2) "C\_type" instruction - gets the output of the ALU. Example:   
A = D+M  
  
Other example:  
@5. // A = 5  
A = M + D // A = M[5] + D

### Simple duel issue example

By fetching multiple instructions from the ROM, we can decode multiple instructions in parallel and look for patterns we support to execute "fusion" into a single operation down the pipe.  
--- Examples: ----  
1) loading an immediate to register D:  
@5  
D = A // D = 5  
2) loading from memory in a specific location to register D:  
@5  
D = M // D = M[5]  
3) Storing to memory in a specific location the data of register D:  
@5  
M = D // M[5] = D

### Multi-Issue

Similarly, we can find patterns of multiple instructions to execute simultaneously.  
In practice, the only real constraint is that we can only WRITE (store) one "word" in a single execution cycle.   
Note: for multiple RAM READs, we can always Duplicate the number of RAM instances.  
--- Examples: ---  
//M[4] = 30000  
@30000  
D = A  
@4  
M = D  
-------  
//M[9] = 2003 - M[1] - M[4]  
@2003  
D = A  
@1  
D = D - M  
@4  
D = D - M  
@9  
M = D  
------  
Note that the number of executed instructions is known only after the decode stage. This means we need to add some complex logic to the "Program counter". Also, we had to implement speculative fetch 2x the number of instructions of the maximum Multi-Issue Decode, so we will have all the instructions we need next cycle.

### To summarize

1) Duplicated the ROM 20 times, supporting 20 instruction fetch every cycle. (This is a simple way - not the optimal way)  
2) Decode up to 10 instructions every cycle and execute them in parallel. Bounded by the memory WRITE bandwidth.  
3) Increment the PC in the correct amount.  
  
📈 At this point, The IPC has more than doubled, but we compromised the clock frequency due to the complex Decode Stage. Therefore, we improved the program's running time from ~7seconds to ~3 seconds.
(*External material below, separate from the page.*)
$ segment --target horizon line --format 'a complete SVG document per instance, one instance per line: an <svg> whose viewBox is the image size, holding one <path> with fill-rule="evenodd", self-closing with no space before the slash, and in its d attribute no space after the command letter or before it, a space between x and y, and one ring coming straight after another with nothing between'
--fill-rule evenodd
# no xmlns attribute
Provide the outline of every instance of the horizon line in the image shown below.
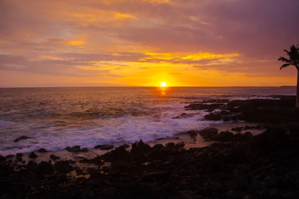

## Dedicated HW to Accelerate Integer division

The true game-changer in performance will come from adding a dedicated HW block that can divide two 16-bit integers.

### Examining the ROM SW – Benchmark

There are two loops in the ROM Benchmark:  
(1) The outer loop - "LIP"  
I will try and run through the instructions as efficiently as possible (multi-issue, execute ion parallel).   
  
(2) The inner loop - "LOOP"  
When examining the sequence, you see that the algorithm divides 20,000/10 by subtracting 10 from 20,000 and counting number of iteration until M[2] is 0 or less.  
// M[2] initiates with 20,000  
@20000  
D = A  
@2  
M = D  
// M[3] initiates with 10  
@10  
D = A  
@3  
M = D  
// Start Loop  
(LOOP) @1  
M = M + 1  
@2  
D = M  
@3  
D = D - M   
@2  
M = D  
@2  
D = M  
// Loop condition M[2]>0.   
@LOOP  
D ; JGT  
  
With this observation, I have decided to add a dedicated HW block to divide two 16-bit integers.  
The machine implementation is a deterministic 16 cycle divide algorithm.

### triggering the dividing machine

I added an "instruction history recorder" to remember the last 24 instructions to know when to trigger the machine.  
Once the "instruction History" matches the division algorithm, I halt the program counter (PC), send the "Dividend" & "Divisor" to the Dedicated dividing HW, and return the PC after the loop once the division completes.

### To summarize

1) There is a naive algorithm to divide two integers in the inner loop. It takes 2,000 loops to complete - each loop takes 12 cycles.  
2) Added a deterministic HW divider that takes ~20 cycles.  
3) Added an "instruction history buffer" to match the SW divide sequence and trigger the HW divide machine. 

### My final resutls

We improved the program's running time from ~3 seconds to ~0.01 seconds using the HW divider.